The Occupy Movement as well began as a grassroots, decentralized movement against Wall Street corruption and big banks. Famous for popularizing the "99%" versus the "1%" narrative, the Occupiers saw an excess of capitalism, Wall Street corruption, and "deregulation" as the causes of U.S.'s economics woes, urging higher taxes on the rich and left-leaning economic policies. Although much less co-opted by the Democrats - President Obama has only given minor hints of solidarity with them - the Occupy Movement correctly recognized a problem, but an ignorance of economics prevented (and still prevents) them from throwing darts at the right target.
The liberty movement, on the other hand, is much different. Although more of an offshoot of the Tea Party, it blends many of the justified complaints of the Occupy crowd into a clearer comprehension of the causes of our economic mess and what to do about it. Boosted by Ron Paul's presidential run -- which in reality was an unbelievably successful libertarian speaking tour -- the liberty movement, formed mostly by people under the age of 35, synthesized the anger of the left and right thanks to an understanding of economics, history, and the nature of government power. To blame either big government or big banks is only half of the equation, and any proposed solution absent this synthesis will only empower the other (or both).
The liberty movement has stroked the root; as opposed to the Tea Party and Occupy, which have largely been trimming the branches. It is not just "big government" that is a threat to liberty, but all forms of initiated coercion. And there is a "1%" out there, alright; it's the predictable result of money-printing and fiat money, funnelling wealth upwards. It's not the rich, per se, only those that have acquired their wealth through the political process, like bailouts, subsidies, artificial monopolies, regulatory snag, fractional-reserve banking, and government contracts.
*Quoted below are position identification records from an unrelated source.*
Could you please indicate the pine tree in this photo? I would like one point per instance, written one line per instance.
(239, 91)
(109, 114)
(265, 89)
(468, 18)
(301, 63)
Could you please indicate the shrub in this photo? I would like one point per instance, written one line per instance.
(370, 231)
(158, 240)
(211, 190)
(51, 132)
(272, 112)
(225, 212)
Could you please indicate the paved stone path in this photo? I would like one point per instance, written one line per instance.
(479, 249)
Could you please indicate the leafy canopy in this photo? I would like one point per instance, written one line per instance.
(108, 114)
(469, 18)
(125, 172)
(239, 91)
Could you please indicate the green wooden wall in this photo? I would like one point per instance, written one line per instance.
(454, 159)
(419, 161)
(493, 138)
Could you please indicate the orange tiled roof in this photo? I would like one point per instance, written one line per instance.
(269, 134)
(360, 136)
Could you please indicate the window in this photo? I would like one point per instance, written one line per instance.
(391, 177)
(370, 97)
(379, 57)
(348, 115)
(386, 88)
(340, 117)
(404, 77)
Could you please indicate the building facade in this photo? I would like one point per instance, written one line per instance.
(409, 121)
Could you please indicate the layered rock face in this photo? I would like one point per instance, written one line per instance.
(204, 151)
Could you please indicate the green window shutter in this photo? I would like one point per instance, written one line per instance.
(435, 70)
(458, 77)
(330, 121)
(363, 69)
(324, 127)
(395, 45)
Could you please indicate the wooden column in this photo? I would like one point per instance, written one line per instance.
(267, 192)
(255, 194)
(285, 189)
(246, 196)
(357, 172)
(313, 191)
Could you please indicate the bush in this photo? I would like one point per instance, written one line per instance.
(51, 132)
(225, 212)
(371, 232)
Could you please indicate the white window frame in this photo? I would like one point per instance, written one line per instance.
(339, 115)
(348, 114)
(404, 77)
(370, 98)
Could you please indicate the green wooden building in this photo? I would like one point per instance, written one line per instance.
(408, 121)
The liberty movement understands that this process is brought about by the Federal Reserve and the business cycle, the nature of states to always grow, the terrible costs of military empire, and that the Bill of Rights, a market economy, and a sound currency -- not soaking the rich or electing Republicans -- are the paths to prosperity and ending the corporatism that dominates America.
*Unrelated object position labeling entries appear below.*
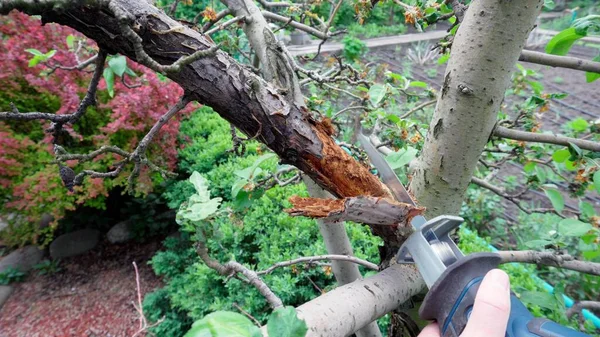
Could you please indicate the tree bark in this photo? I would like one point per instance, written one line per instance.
(344, 310)
(337, 242)
(260, 110)
(484, 52)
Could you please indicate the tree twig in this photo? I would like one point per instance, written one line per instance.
(550, 259)
(233, 267)
(559, 61)
(503, 132)
(578, 306)
(311, 259)
(417, 108)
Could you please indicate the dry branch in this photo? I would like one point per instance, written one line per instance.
(503, 132)
(550, 259)
(578, 306)
(559, 61)
(367, 210)
(312, 259)
(232, 267)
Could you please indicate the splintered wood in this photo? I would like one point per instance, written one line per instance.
(367, 210)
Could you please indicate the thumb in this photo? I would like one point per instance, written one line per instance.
(491, 308)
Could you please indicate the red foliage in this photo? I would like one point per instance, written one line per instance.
(123, 120)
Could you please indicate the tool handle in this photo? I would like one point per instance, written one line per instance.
(450, 301)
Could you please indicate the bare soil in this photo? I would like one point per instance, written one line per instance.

And fundamentally, as a principled opponent of state power, the liberty movement is an anti-war movement, knowing that war is the biggest enabler of the growth of government, infringes on speech and civil liberties, and destroys life, wealth, and private property both at home and abroad. It opposes Obama's warmongering just as much, if not more, than his corporate welfarism at home. Peace and the Bill of Rights first, the rest comes second.
This is why I believe the liberty movement will have the biggest influence in the future. It is undeniably growing by leaps and bounds, and will only continue to spread. And because it rejects partisan politics, the false left-right spectrum, and a synthesis of sound economics and civil liberties, its message will draw in those who might be turned off by either the Tea Party or the Occupiers.
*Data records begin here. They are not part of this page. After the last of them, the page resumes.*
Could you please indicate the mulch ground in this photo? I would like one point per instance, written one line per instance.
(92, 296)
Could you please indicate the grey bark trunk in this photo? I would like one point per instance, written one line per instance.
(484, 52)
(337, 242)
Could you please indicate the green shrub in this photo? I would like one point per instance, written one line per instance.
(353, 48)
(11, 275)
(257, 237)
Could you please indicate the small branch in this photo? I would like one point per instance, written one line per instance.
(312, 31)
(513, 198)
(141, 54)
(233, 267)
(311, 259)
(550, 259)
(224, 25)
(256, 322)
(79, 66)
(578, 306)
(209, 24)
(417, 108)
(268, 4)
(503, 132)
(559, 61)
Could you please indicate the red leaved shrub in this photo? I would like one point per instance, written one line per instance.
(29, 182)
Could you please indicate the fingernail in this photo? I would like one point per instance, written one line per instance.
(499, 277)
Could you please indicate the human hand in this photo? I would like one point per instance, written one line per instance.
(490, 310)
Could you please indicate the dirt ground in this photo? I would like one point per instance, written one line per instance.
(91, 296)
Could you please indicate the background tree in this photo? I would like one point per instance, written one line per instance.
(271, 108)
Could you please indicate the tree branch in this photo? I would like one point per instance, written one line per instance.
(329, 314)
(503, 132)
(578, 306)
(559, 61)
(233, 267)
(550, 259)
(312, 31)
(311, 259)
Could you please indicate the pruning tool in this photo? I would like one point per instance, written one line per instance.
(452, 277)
Although I disagree with much of what the Tea party and the Occupy Movement stand for, I will always defend those who wish to protest against injustice, even if their solutions would likely enable the beasts they are attempting to slay. Republicans and Democrats, comfy in their thrones of power, obviously see all of these protest movements as threats to their back-and-forth rule. This is what scares me about the passing of the NDAA, the legislation banning protests near government buildings, and a DHS report that list "liberty lovers" as domestic threats. They are obviously scared of any resistance to their monopoly on power.
And while the Tea Party and the Occupy Movement both bring important issues to the forefront, they tend to be highly partisan and will likely ebb and flow depending on which party is in power. This is why the liberty movement, and their principled, philosophical consistency, will continue to grow, offer a real alternative, and create radical change in the direction of peace and human liberty.